Le film se passe à Cluj, en Transylvanie, le pays de Dracula, oui mais ça ce sera pour plus tard (le prochain film de Jude). En attendant, c'est plutôt des origines hongroises de la ville comme de l'héroïne dont il est question (source d'engueulade avec la mère qui défend Orbán). Kontinental '25 a été filmé avec un iPhone 15 (et son grand-angle, pas du meilleur effet sur grand écran), autant dire que le film n'est pas d'une grande beauté plastique, fidèle en cela à l'esthétique lo-fi de Jude (mais il n'est pas moche non plus, notamment dans les scènes de nuit — le film est aussi un portrait de Cluj, que nous fait visiter Orsolya à travers ses déambulations, auxquelles s'ajoutent, iPhone oblige, les images fixes de vieux immeubles, témoins d'un passé révolu dans une ville en pleine expansion). Seul vrai défaut, et pas nouveau non plus chez Jude, ça jacasse beaucoup, via toutes ces rencontres que fait Orsolya, racontant à chaque fois (la répétition, motif judien par excellence) comment l'homme s'est pendu au radiateur avec un fil de fer, le fait qu'il se soit pissé dessus et ce sentiment de culpabilité qui depuis la poursuit, bien que légalement elle n'est pas coupable, se croit-elle obligée de préciser, à chaque fois là aussi... Et en retour, l'amie et ses histoires, elles, de "caca" concernant un SDF zonant près de chez elle, puis un ancien étudiant, devenu livreur (ubérisé) de pizzas, et ses interminables histoires estampillées "zen", avec qui, complètement ivre, elle finira par baiser... enfin le prêtre orthodoxe qui, plutôt que de la soulager, la perturbe encore plus avec ses maximes absconses tirées de l'Evangile.
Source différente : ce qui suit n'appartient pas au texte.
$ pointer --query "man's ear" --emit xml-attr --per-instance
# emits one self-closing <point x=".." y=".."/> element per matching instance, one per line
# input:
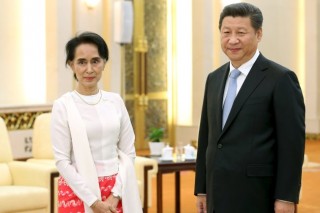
<point x="259" y="34"/>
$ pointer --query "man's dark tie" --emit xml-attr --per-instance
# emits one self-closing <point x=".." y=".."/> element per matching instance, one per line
<point x="231" y="95"/>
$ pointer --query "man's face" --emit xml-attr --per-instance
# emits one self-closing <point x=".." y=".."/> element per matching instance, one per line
<point x="239" y="40"/>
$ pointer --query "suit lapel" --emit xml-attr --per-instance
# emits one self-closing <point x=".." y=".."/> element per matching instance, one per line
<point x="254" y="78"/>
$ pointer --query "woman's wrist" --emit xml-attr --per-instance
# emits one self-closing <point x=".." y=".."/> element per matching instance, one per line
<point x="95" y="204"/>
<point x="115" y="195"/>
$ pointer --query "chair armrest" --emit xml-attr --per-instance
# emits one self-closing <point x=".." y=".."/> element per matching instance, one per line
<point x="31" y="174"/>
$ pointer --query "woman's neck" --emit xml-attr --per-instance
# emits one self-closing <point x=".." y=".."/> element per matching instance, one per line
<point x="89" y="91"/>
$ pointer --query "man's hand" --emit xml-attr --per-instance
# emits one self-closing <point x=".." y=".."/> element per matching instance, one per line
<point x="201" y="204"/>
<point x="283" y="207"/>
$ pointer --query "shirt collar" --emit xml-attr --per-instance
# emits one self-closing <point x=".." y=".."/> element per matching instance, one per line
<point x="246" y="67"/>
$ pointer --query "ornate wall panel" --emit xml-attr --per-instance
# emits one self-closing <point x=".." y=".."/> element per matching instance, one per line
<point x="156" y="33"/>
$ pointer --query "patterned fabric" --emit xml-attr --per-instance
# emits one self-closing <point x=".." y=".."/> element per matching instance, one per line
<point x="68" y="202"/>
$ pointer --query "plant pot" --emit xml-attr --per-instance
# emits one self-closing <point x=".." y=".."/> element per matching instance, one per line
<point x="156" y="148"/>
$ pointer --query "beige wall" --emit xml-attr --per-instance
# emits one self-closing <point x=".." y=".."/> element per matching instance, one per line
<point x="282" y="31"/>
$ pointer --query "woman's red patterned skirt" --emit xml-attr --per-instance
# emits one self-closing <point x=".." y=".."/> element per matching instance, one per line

Impuissance de la parole.

Tout mal foutu et verbeux qu'il est, le film n'en est pas moins convaincant par l'énergie déployée, sa manière de brocarder l'ultra-libéralisme (pensons à la truculence du sans-abri qui ouvre le film, sorte de Boudu ou de Bardamu des Carpates — des noms en "u" bien roumains, haha — jurant à tout bout de champ et en cela, frère de l'Angela citée plus haut... C'est le côté obscène du cinéma de Jude (Jude l'Obscène et non l'Obscur, haha, bis), qui lasserait vite s'il n'y avait, en contrepartie, cette espèce de vis poetica qui sourd du film, telle une force sous-jacente... C'est le cas par exemple avec les dinosaures animatroniques du parc ou encore le chien robot, image d'une nature de plus en plus artificielle, comme d'un monde de moins en moins humain. Une poésie des plus prosaïque, il va de soi, qui chez Jude émerge ainsi, au détour d'un plan ou d'une scène, par la seule présence d'éléments incongrus, au sens d'inappropriés, qui ne répondent pas aux règles en usage, celles de la bienséance (à l'image du sans-abri), celles aussi du "bien filmé" (dont Jude n'a que faire). L'art de Jude c'est cela finalement: un art de l'incongru.